At the time, I didn't either, so for a brief moment, I thought I was first place. The only reason I didn't get first place was that with the other top three chess players having had the opportunity to play me once, they were able to beat me on the second go round.

Needless to say, my school was in a fairly rural, south-eastern location, and it's not exactly like they "promulgated excellence in education" or anything fancy like that. Most people there turned every single syllable word into a two or three syllable word just by their pronunciation.

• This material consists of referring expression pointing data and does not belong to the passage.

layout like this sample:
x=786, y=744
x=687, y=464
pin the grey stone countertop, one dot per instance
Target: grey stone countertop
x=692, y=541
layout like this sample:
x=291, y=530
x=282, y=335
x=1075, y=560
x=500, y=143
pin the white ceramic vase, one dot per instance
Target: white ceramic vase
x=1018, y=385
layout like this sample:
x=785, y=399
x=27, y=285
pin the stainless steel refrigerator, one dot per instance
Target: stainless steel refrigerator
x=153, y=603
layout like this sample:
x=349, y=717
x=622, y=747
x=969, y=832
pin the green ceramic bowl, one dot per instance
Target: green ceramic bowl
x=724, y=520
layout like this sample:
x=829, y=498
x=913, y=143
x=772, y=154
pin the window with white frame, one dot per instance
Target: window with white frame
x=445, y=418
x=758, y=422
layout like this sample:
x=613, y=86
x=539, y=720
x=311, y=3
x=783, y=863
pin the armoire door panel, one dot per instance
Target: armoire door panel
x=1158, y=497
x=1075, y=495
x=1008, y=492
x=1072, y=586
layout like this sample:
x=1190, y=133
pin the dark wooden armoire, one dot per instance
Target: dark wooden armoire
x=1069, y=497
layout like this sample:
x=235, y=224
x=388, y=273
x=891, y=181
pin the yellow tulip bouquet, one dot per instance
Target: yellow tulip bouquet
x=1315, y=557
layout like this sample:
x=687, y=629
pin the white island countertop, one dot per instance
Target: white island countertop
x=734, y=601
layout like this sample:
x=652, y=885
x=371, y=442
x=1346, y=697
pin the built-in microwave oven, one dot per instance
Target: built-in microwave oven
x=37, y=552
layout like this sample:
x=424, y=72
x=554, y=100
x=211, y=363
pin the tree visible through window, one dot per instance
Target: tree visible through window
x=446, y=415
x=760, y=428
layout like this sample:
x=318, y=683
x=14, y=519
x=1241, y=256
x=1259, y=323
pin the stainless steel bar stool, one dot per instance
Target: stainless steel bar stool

I said all of that to say, in support of the conversation at hand, that having the ability to think about the consequences of your actions, to logically look at the board that is laid down at you, and what can happen because of what you choose to do, is one of the default characteristics of high IQ people.

And when you think about the consequences of policies such as:

Murdering women for having an abortion.

Criminalizing the use of birth control.

Assembling a team of shittroopers to hunt down legal immigrants and imprison them and then throw them out of the country without due process.

Allowing those same shit troopers to murder your own citizens in broad daylight on camera and go unpunished.

Failing to punish felons for their crimes and instead appointing them to the highest office in the country.

Looking the other way as that same felon gives kickbacks and tax breaks to his already absurdly ultra-rich buddies just for the funsies.

And so many more things that no single post can fairly describe them, then it becomes incredibly difficult to be even a moderately moral person and vote conservative.

I say that it is practically impossible to be anything like a moral person and vote for conservatism when you have the intelligence to see what conservatism stands for.

The grand majority of these people are what you call single issue voters, and that's because a single issue voter is too stupid to actually think about the issues.

Their thinking can barely handle anything more than, "immigrants = bad, trans = bad, abortion = bad, woke = bad".

They do not stand a chance against the propaganda machine that they paid $1400 for at the Apple Store, telling them what to think and making their conclusions for them and parroting what the computer told them to say.

I know I am also vulnerable to propaganda. I am not trying to prop up the other side. I am just saying that conservatism has, by and large, always been the party of making the rich white people richer and whiter, and the only reason why the grand majority of people support them is either because they hope to one day be the richer, whiter person or they have been conned by the rich white people.

And although you can easily fool smart people, smart people tend to be more likely to see through the con.

[–] bizarroland@lemmy.world 9 points 1 day ago

My apologies for the two+ page rant.

If you don't want to read that, here's the TLDR:

Intelligent people are likely to consider the consequences.

When you consider the consequences of allowing the current conservative party to be in office, it's unconscionable.

They are a bunch of scheming, disgusting, morally reprobate, terrible, and foul former schoolyard bullies who fight for the opportunity to have a job where they scream at decibel ratings higher than their IQ could ever hope to be.

Who in their right mind would ever want that to represent them?